It began to feel like a real vacation yesterday. The 14 men and one woman who had been held for 13 days in Tehran were driven in the predawn hours to Tehran's airport. Still dressed in the ill-fitting suits the Iranians had given them and clasping ornate gifts and matching sets of luggage that were gifts from the Islamic regime that had imprisoned them, they boarded a British Airways flight.

There, in business-class seats, they sipped champagne and read the London newspapers, learning for the first time that many of them have become household-name celebrities and figures of great controversy in Britain and around the world.

Five hours later, having changed back into military garb, they descended into a realm of sober questions and puzzling reactions: What had happened? How had they been freed? And why had they so eagerly praised their captors?

The sailors had been seized at gunpoint in the waters between Iran and Iraq by Iranian Revolutionary Guards on March 23, triggering a dangerous showdown between Britain and Iran, whose leaders said that they had trespassed on Iranian waters. British officials denied this.

On Iranian TV yesterday morning, after their freedom had been guaranteed, they were shown drinking tea with their captors. Faye Turney, the only woman among the captors and a focus of media attention, was shown waving and saying teshakkor -- Persian for thank you -- and making another statement, in English, which seemed to support the Iranian interpretation of events: "Thank you for letting us go, and we apologize for our actions, but many thanks for having it in your hearts to let us go free," she told an Iranian TV interviewer.
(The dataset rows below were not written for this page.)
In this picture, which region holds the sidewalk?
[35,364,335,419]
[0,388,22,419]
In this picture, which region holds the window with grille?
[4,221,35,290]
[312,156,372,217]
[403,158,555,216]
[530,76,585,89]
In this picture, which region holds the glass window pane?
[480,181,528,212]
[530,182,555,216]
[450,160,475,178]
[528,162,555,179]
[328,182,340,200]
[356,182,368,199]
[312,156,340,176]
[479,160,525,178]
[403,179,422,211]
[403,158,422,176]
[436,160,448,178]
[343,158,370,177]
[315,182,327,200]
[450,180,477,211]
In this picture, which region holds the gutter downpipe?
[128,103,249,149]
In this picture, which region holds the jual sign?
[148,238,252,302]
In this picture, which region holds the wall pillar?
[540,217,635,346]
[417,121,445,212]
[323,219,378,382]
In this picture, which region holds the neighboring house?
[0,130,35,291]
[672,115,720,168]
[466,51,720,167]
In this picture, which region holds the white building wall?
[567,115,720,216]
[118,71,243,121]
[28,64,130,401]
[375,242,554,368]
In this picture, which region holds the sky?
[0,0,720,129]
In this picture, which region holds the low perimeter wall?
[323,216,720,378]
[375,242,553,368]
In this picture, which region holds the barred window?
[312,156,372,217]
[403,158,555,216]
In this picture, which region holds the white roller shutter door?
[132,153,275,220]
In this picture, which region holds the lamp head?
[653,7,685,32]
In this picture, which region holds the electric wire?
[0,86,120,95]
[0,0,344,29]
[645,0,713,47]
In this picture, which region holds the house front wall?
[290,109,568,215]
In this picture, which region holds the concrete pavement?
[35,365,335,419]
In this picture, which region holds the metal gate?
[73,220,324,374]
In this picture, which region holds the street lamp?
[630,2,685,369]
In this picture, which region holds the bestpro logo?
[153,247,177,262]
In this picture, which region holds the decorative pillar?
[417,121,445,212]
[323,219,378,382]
After being flown in helicopters to a military base in southern England for debriefing, the sailors and marines issued a statement thanking the British people for their attention and expressing gratitude for their release. But at no point did they retract their repeated words of gratitude to their captors, or suggest that the Iranians had treated them unjustly.
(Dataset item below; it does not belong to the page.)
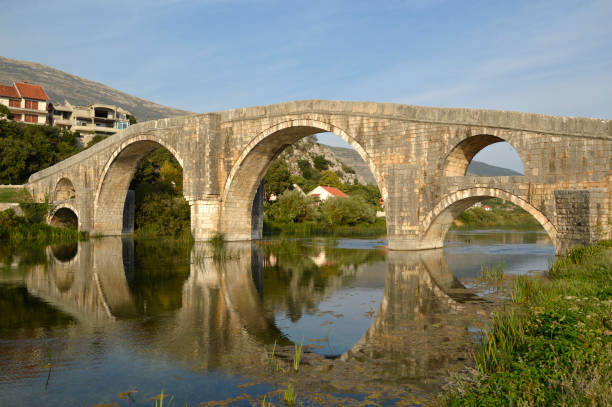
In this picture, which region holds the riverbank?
[0,208,87,245]
[452,207,542,230]
[263,218,387,237]
[440,241,612,406]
Military officials scoffed at this, noting that British military personnel are trained to submit to their captors in order to maintain their safety if there is no chance of escape.

While both Britain and Iranian officials had described the release as a victory for their nations, the assessments yesterday were much more sober.

Prime Minister Tony Blair was even more reserved in a statement he made to reporters yesterday morning, suggesting that Iran should be considered a terrorist state. He insisted that nothing had been offered in exchange for the release. There have been reports suggesting that Iranian officials held captive in Iraq had been released as a quid pro quo.

He said that while the negotiations have brought British and Iranian officials in close contact, it is unlikely to improve the difficult political tensions between Iran and the West over Iran's nuclear ambitions.